We focus on two broad setups for analyzing clinical data: (1) the cross-sectional setup wherein data is collected by observing many patients at a particular point of time, and (2) the longitudinal setup in which repeated observations of the same patient are collected over time. In both setups, we develop models that are: (a) capable of answering counter-factual questions, i.e., can predict outcomes under alternative treatment scenarios, (b) interpretable in the sense that clinicians can understand how the model predictions for individual patients are issued, and (c) automated in the sense that they adaptively tune their modeling choices for the dataset at hand, with little or no need for expert intervention. Models satisfying these three requirements would enable the realization of actionable, transparent and automated decision support systems that operate symbiotically within existing clinical workflows.
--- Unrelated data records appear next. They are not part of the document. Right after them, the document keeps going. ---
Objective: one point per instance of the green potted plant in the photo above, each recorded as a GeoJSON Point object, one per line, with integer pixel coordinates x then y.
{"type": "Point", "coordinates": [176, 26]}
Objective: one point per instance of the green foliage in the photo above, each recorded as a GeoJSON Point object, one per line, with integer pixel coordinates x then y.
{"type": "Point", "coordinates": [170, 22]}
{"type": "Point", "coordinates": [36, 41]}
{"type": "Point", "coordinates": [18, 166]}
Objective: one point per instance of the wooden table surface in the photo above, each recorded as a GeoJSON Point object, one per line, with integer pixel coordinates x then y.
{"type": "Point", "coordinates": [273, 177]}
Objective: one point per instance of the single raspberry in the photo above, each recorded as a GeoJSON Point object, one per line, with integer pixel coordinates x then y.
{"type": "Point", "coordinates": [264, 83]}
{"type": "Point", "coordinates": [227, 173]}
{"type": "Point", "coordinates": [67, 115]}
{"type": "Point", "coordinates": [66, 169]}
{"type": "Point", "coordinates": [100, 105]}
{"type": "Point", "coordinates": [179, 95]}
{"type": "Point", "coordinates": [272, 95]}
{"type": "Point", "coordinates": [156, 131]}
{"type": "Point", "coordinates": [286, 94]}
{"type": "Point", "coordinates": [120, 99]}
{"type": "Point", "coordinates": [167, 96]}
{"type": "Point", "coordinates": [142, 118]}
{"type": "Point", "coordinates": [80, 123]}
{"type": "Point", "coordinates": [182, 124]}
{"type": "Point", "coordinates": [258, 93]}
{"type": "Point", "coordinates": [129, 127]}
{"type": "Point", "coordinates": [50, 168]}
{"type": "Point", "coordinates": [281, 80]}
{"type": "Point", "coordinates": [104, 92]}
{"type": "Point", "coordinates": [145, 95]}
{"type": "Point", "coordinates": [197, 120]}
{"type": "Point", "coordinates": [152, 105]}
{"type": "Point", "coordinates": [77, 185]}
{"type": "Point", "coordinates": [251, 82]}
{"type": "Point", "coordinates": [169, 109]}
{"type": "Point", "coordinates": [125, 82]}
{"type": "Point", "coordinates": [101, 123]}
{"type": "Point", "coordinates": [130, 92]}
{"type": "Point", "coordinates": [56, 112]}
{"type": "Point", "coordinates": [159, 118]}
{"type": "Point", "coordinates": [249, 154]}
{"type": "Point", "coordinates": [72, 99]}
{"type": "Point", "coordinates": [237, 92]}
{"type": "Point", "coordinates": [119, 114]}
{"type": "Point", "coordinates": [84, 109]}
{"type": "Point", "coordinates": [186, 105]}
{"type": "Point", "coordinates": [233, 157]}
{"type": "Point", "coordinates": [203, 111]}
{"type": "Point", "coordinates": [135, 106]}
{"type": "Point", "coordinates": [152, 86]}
Our technical contributions are multi-faceted. In the cross-sectional data setup, we develop ML models that fulfill the aforementioned requirements (a)-(c) as follows. We start by developing a comprehensive theoretical framework for causal inference, whereby we quantify the limits to how well ML models can recover the causal effects of counter-factual treatment decisions on individual patients using observational (retrospective) data, and we build ML models — based on Gaussian processes — that achieve these limits. Next, we develop a novel symbolic meta-modeling approach for interpreting the predictions of any ML-based prognostic model by converting the “black-box” model into an understandable symbolic equation that relates patients’ features to their predicted outcomes. Finally, we develop a model selection approach based on Bayesian optimization that enables the automation of predictive and causal modeling. In the longitudinal data setup, we develop a novel deep probabilistic model for sequential clinical data that satisfies requirements (a)- (c) by capitalizing on the strengths of both state-space models and deep recurrent neural networks.
To demonstrate the utility of our models, we evaluate their performance on various real-world datasets for cohorts of breast cancer, cardiovascular disease and cystic fibrosis patients. We show that, compared to existing clinical scorers, our ML-based models can improve the accuracy of predicting individual-level prognoses, guide treatment decisions for individual patients, and provide insights into underlying disease mechanisms.